Listen to the rustling leaves...
- May 29
- 3 min read
Singapore Diary: 6: In this island nation, trees are far more than decorative landscapes. The Angsana is special. Its drooping branches carry clusters of brilliant yellow flowers that carpets the ground after rain, leaving behind a fleeting sunlight scattered across the earth.
By Suresh Nautiyal Greenananda

Singapore hums with the rhythm of modern life — the movement of traffic, the gleam of skyscrapers, and the restless energy of a global city. Yet beneath this urban pulse lies another rhythm, quieter but enduring: the living presence of trees. Along avenues, beside expressways, within parks, and inside protected rainforest patches, Singapore has cultivated not merely greenery, but an ecological philosophy that binds urban life with nature.
In this island nation, trees are far more than decorative landscapes. They regulate climate, absorb pollution, reduce noise, stabilise soil, and support biodiversity. Even amid steel and concrete, they remain active participants in sustaining life.
The ecological heart of Singapore still beats most strongly in places such as Bukit Timah Nature Reserve and the Central Catchment forests. Enter these rainforest fragments, and the city seems to fade away. Towering trees rise above dense vegetation, their roots gripping the earth while absorbing rainwater during tropical storms. The forest air carries the sounds of birds, insects, and dripping moisture, creating a living system of carbon capture and ecological renewal.

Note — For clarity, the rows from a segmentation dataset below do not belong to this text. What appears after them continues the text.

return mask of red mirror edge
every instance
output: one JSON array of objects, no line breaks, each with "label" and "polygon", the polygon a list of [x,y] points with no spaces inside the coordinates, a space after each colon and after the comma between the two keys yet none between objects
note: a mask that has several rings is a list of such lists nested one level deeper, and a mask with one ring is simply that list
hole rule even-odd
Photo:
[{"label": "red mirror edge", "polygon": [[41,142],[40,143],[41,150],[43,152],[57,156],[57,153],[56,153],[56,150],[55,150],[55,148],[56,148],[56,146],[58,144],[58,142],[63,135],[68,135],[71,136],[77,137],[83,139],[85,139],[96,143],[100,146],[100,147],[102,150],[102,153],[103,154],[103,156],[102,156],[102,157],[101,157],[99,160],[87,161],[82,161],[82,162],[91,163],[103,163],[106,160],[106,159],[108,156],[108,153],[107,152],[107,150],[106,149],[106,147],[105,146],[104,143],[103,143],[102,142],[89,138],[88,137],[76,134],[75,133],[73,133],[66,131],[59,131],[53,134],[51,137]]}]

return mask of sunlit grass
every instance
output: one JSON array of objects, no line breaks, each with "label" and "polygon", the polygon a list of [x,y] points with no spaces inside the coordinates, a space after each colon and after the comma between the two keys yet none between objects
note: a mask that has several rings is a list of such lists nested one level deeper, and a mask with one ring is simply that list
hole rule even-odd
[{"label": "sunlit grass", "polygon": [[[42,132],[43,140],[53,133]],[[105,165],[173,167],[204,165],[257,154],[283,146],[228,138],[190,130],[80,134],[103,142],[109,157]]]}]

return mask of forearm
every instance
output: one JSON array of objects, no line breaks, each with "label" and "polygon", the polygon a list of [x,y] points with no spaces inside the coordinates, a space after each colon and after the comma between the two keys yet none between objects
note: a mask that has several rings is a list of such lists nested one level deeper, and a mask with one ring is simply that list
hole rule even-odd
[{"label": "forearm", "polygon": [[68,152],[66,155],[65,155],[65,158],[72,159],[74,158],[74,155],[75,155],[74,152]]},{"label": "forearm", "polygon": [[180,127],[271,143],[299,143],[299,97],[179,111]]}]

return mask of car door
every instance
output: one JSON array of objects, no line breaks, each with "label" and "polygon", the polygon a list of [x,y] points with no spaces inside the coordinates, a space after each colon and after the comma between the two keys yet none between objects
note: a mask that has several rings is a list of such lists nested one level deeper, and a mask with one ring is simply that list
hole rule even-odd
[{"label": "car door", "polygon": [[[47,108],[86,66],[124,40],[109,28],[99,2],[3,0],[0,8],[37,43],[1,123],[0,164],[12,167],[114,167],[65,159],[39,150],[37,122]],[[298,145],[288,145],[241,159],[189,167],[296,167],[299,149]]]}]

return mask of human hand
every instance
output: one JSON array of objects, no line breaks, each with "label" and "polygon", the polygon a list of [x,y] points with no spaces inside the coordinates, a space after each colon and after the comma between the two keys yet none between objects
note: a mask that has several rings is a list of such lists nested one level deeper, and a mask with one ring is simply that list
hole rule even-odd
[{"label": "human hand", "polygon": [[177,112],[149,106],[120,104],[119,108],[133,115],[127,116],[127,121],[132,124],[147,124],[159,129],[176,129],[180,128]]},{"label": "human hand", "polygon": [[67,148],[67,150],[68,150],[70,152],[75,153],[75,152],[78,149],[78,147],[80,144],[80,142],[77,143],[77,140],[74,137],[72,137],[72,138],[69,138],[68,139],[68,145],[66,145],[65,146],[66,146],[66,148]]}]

These forests, remnants of the ancient rainforest belt once stretching across Southeast Asia, are invaluable reservoirs of biodiversity. They moderate temperatures, protect watersheds, and provide shelter to countless species. More importantly, they demonstrate that urban development and ecological preservation need not exist in opposition. Singapore’s success lies partly in recognising that natural systems are essential infrastructure for the future.

Not all of the island’s famous trees are native. Over the decades, species from different parts of the tropical world were introduced carefully into the cityscape. Rain trees from tropical America, rubber trees from the Amazon, and the beloved Angsana from Southeast Asia became part of Singapore’s environmental identity.

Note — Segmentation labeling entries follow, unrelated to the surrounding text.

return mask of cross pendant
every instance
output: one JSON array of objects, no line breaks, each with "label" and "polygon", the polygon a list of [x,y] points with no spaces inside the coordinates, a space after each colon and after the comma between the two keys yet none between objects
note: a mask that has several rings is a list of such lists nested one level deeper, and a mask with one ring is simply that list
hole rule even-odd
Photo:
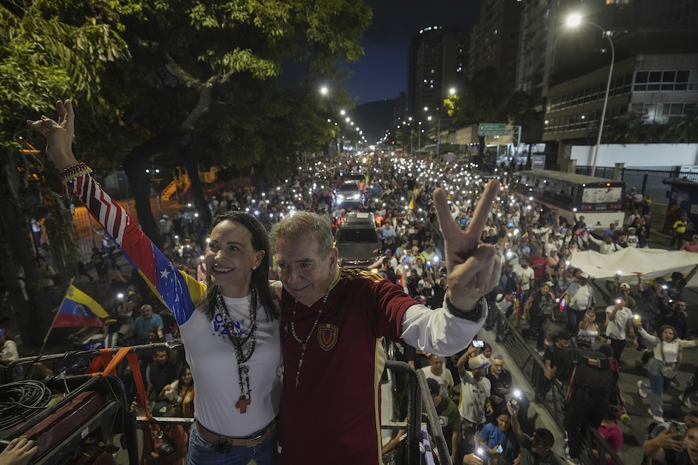
[{"label": "cross pendant", "polygon": [[247,413],[247,406],[251,401],[245,396],[240,396],[240,399],[235,402],[235,408],[240,411],[240,413]]}]

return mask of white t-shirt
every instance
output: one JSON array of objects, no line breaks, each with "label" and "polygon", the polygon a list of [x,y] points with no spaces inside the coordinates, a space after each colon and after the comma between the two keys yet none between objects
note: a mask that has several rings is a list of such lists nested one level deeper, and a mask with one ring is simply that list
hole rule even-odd
[{"label": "white t-shirt", "polygon": [[608,315],[613,313],[615,305],[606,307],[606,336],[618,340],[625,340],[625,328],[627,321],[632,318],[632,312],[627,307],[623,307],[615,313],[615,318],[611,321]]},{"label": "white t-shirt", "polygon": [[[242,329],[249,328],[249,296],[224,299],[234,325]],[[235,407],[241,395],[235,349],[228,339],[220,314],[217,312],[213,321],[209,321],[206,315],[196,310],[179,325],[187,362],[196,382],[196,418],[207,429],[222,436],[249,436],[265,428],[278,414],[281,399],[279,320],[267,321],[261,305],[257,308],[256,320],[254,352],[245,363],[253,367],[249,372],[251,404],[244,414]]]},{"label": "white t-shirt", "polygon": [[586,310],[589,306],[590,290],[588,285],[579,286],[579,291],[570,298],[570,307],[575,310]]},{"label": "white t-shirt", "polygon": [[432,380],[436,380],[439,383],[439,387],[440,388],[439,394],[447,397],[449,397],[449,387],[453,387],[453,375],[451,374],[450,370],[446,370],[445,368],[442,371],[440,376],[437,376],[432,372],[431,367],[424,367],[422,368],[422,371],[424,372],[424,376],[427,379],[432,378]]}]

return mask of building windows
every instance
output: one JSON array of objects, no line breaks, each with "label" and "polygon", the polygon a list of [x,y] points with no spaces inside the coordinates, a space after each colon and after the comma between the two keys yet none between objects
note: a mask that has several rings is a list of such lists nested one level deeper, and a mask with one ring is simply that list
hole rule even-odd
[{"label": "building windows", "polygon": [[673,122],[696,115],[697,110],[698,103],[696,102],[633,103],[630,106],[630,112],[640,116],[645,122]]},{"label": "building windows", "polygon": [[635,71],[634,92],[675,92],[694,90],[698,81],[698,70],[667,70]]},{"label": "building windows", "polygon": [[[630,93],[632,88],[632,73],[628,73],[622,76],[617,76],[611,80],[608,96],[615,97]],[[580,105],[597,102],[600,100],[603,100],[605,94],[606,83],[596,83],[593,85],[588,85],[580,89],[571,90],[566,93],[552,98],[548,111],[559,111]]]}]

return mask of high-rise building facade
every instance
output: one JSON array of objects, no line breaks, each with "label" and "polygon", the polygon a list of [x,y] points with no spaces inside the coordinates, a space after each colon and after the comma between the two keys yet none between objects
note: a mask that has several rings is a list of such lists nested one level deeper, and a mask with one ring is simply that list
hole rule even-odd
[{"label": "high-rise building facade", "polygon": [[433,26],[415,34],[407,72],[407,113],[415,120],[440,111],[449,89],[467,73],[468,52],[464,32]]},{"label": "high-rise building facade", "polygon": [[469,78],[478,70],[491,67],[506,88],[503,90],[514,88],[523,4],[520,0],[481,0],[480,18],[470,35]]}]

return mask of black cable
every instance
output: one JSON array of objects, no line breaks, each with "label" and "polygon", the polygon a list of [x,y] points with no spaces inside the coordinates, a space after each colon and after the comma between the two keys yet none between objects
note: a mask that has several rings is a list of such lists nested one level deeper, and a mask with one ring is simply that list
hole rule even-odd
[{"label": "black cable", "polygon": [[0,430],[26,421],[48,405],[51,390],[38,381],[0,385]]}]

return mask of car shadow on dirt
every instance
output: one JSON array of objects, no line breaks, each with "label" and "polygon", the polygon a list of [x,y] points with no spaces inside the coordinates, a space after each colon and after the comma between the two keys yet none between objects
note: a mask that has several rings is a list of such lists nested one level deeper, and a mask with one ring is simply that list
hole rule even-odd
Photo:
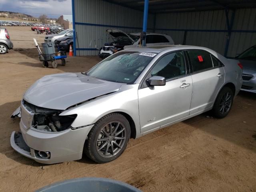
[{"label": "car shadow on dirt", "polygon": [[212,142],[224,139],[256,153],[255,100],[256,94],[240,91],[229,114],[224,118],[215,118],[208,111],[183,122],[210,134]]}]

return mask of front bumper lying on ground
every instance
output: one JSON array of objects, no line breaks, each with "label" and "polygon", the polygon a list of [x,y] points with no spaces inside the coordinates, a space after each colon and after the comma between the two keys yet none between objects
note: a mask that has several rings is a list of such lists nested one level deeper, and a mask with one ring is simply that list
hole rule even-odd
[{"label": "front bumper lying on ground", "polygon": [[[46,164],[80,159],[84,142],[94,125],[76,130],[69,129],[61,132],[47,132],[30,128],[27,130],[20,123],[21,133],[14,131],[11,146],[19,153],[36,161]],[[43,158],[39,152],[47,152],[48,158]]]}]

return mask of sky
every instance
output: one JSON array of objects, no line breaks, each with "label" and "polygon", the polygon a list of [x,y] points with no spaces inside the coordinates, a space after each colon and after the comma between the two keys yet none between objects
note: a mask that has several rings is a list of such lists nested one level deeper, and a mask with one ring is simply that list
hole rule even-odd
[{"label": "sky", "polygon": [[71,0],[0,0],[0,11],[25,13],[36,17],[45,14],[49,18],[72,14]]}]

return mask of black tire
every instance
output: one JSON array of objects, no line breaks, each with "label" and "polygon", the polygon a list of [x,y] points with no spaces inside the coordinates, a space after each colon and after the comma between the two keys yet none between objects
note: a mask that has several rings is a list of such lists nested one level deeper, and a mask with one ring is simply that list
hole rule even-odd
[{"label": "black tire", "polygon": [[0,54],[5,54],[8,52],[8,47],[7,45],[0,43]]},{"label": "black tire", "polygon": [[48,66],[49,66],[49,64],[48,64],[48,62],[43,61],[43,67],[48,67]]},{"label": "black tire", "polygon": [[[118,122],[119,123],[118,123]],[[116,124],[114,124],[115,123]],[[105,128],[106,128],[107,129],[108,128],[110,128],[110,126],[107,126],[109,124],[112,125],[111,127],[112,130],[112,132],[113,134],[108,135],[109,136],[106,136],[106,137],[105,134],[103,135],[102,134],[102,133],[104,133],[102,131],[102,129],[104,129],[105,130],[106,130],[106,132],[108,132],[108,130],[105,129]],[[117,127],[117,128],[116,128]],[[124,129],[122,131],[122,132],[121,132],[122,135],[121,136],[123,137],[117,137],[116,136],[120,136],[120,134],[118,134],[117,133],[116,135],[115,136],[115,133],[116,133],[121,131],[124,129]],[[125,132],[125,134],[123,134],[123,132]],[[110,135],[112,136],[110,136]],[[125,135],[125,136],[123,136],[123,135]],[[110,113],[104,116],[95,123],[88,134],[88,139],[85,141],[84,152],[88,157],[96,163],[105,163],[109,162],[118,158],[124,151],[130,135],[130,128],[129,122],[126,118],[124,116],[118,113]],[[102,137],[99,138],[99,137],[101,136]],[[110,138],[111,136],[112,136],[112,139],[109,139],[109,140],[108,139]],[[99,139],[106,138],[108,138],[107,141],[102,141],[101,143],[101,142],[98,141]],[[118,142],[117,140],[114,140],[115,138],[125,138],[122,139],[122,140],[118,140],[119,141]],[[116,142],[120,142],[118,144],[122,146],[121,148],[117,147],[117,146],[116,146],[114,144]],[[100,142],[100,144],[99,144],[99,142]],[[106,143],[108,143],[107,145],[105,145],[102,150],[99,150],[99,149],[98,148],[104,146]],[[108,149],[110,152],[108,152],[108,151],[107,149],[108,148],[107,147],[109,146],[109,145],[110,145]],[[114,148],[112,147],[114,146],[116,146],[116,148],[113,149]],[[105,157],[103,156],[104,156],[103,152],[104,149],[106,156]],[[116,152],[115,152],[115,150],[116,150]]]},{"label": "black tire", "polygon": [[228,87],[223,87],[218,95],[213,106],[213,115],[219,118],[226,117],[231,109],[233,100],[234,93],[231,89]]},{"label": "black tire", "polygon": [[66,60],[65,59],[62,59],[61,60],[61,65],[62,66],[65,66],[66,65]]}]

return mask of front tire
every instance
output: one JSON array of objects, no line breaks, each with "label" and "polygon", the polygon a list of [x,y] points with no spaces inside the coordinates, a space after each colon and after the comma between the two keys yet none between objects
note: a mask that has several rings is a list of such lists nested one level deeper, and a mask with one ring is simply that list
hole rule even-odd
[{"label": "front tire", "polygon": [[8,47],[2,43],[0,43],[0,54],[5,54],[8,52]]},{"label": "front tire", "polygon": [[226,117],[231,109],[234,93],[229,87],[224,87],[218,94],[212,108],[213,114],[217,118]]},{"label": "front tire", "polygon": [[118,113],[106,115],[92,128],[84,144],[86,156],[98,163],[118,158],[126,147],[131,135],[129,122]]}]

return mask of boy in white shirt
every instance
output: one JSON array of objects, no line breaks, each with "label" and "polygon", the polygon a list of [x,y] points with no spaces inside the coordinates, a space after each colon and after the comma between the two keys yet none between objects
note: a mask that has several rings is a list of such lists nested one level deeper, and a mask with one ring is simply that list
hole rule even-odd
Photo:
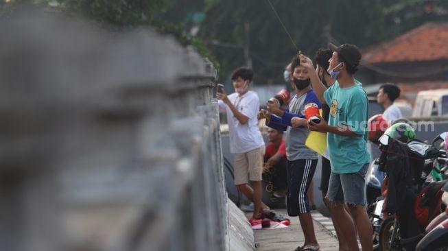
[{"label": "boy in white shirt", "polygon": [[394,101],[400,96],[400,88],[393,84],[385,84],[379,86],[377,101],[384,107],[383,118],[392,123],[403,117],[400,109],[394,104]]},{"label": "boy in white shirt", "polygon": [[[231,153],[235,154],[235,184],[255,206],[252,219],[269,207],[261,202],[261,174],[265,144],[258,128],[258,95],[249,91],[254,73],[246,67],[237,69],[232,75],[235,93],[227,96],[217,93],[220,110],[227,113]],[[248,175],[252,187],[248,184]]]}]

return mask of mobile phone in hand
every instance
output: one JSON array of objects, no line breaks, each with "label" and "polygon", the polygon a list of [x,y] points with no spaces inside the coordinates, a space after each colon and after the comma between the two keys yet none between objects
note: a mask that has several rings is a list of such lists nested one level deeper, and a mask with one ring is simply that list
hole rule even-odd
[{"label": "mobile phone in hand", "polygon": [[224,84],[218,84],[217,86],[217,93],[223,93],[224,92]]}]

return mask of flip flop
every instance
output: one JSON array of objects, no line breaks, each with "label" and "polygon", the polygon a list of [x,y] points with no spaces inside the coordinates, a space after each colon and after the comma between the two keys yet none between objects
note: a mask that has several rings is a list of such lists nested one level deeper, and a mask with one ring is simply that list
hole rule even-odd
[{"label": "flip flop", "polygon": [[305,251],[305,250],[318,251],[320,249],[320,247],[316,247],[312,245],[307,245],[302,247],[302,249],[300,251]]}]

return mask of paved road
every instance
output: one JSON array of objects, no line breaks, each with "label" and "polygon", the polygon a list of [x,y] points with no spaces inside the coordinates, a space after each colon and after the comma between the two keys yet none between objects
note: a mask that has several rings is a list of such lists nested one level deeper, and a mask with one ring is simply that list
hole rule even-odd
[{"label": "paved road", "polygon": [[[276,209],[287,217],[286,210]],[[246,217],[252,213],[246,213]],[[321,251],[338,250],[338,239],[335,237],[331,220],[320,213],[312,213],[314,219],[314,230],[320,246]],[[257,251],[294,250],[298,246],[303,245],[304,238],[298,217],[290,218],[291,225],[287,228],[262,229],[254,230]]]}]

Among them, the Angsana occupies a special place in public memory. Scientifically known as Pterocarpus indicus and called the Narra tree in the Philippines, it became one of the defining trees of Singapore’s Garden City era. Along old roads and residential avenues, its broad canopy spread like a sheltering umbrella over pedestrians and vehicles alike. Its drooping branches carry clusters of brilliant yellow flowers that often carpet the ground after rain, leaving behind a fleeting impression of sunlight scattered across the earth.
The Angsana was not admired only for its beauty. Growing up to thirty or forty metres in height, it provided shade, cooled streets, absorbed pollutants, and softened urban noise. In many ways, it symbolised the environmental imagination behind Singapore’s transformation into a green metropolis.
Across the city, trees line roads with deliberate purpose. On roads such as Arcadia Road and Orchard Road, greenery is integrated into the structure of urban planning itself. Trees reduce the heat generated by asphalt and buildings, filter airborne particles, and slow stormwater runoff during heavy rains. Their branches also create ecological corridors through which birds and insects move, allowing fragments of biodiversity to survive even in highly developed spaces.
Particularly significant are Singapore’s Heritage Trees — mature giants protected for their ecological and historical importance. Some are centuries old, with massive trunks and expansive crowns that have witnessed the island’s transformation from colonial port to global city. Protected by law, these trees are carefully monitored through conservation measures such as lightning protection systems and construction planning around root zones.

Standing beneath one of these heritage trees, one senses a dialogue between memory and survival. These are not silent relics of the past; they continue to cool neighbourhoods, shelter wildlife, and absorb carbon while reminding people that development without ecological continuity carries immense cost.
In an era of climate uncertainty, Singapore’s trees also function as living instruments of resilience. Their roots absorb excess rainwater and help reduce flooding. Their canopies cool the surrounding air through evapotranspiration, mitigating the urban heat island effect that increasingly threatens cities worldwide. Every leaf and branch contribute quietly to climate adaptation.
What makes Singapore remarkable is not simply the number of trees it has planted, but the seriousness with which it treats ecological stewardship. Greenery here is woven into national planning, public consciousness, and urban identity. The city demonstrates that environmental care is not a luxury reserved for untouched wilderness; it can exist at the centre of modern urban life.
Walk beneath these trees after a tropical shower, listen to the rustling leaves above the city’s relentless movement, and one begins to understand Singapore differently. Beneath its technological and architectural achievements survives an older wisdom — that no city can truly endure unless it learns to live in conversation with nature.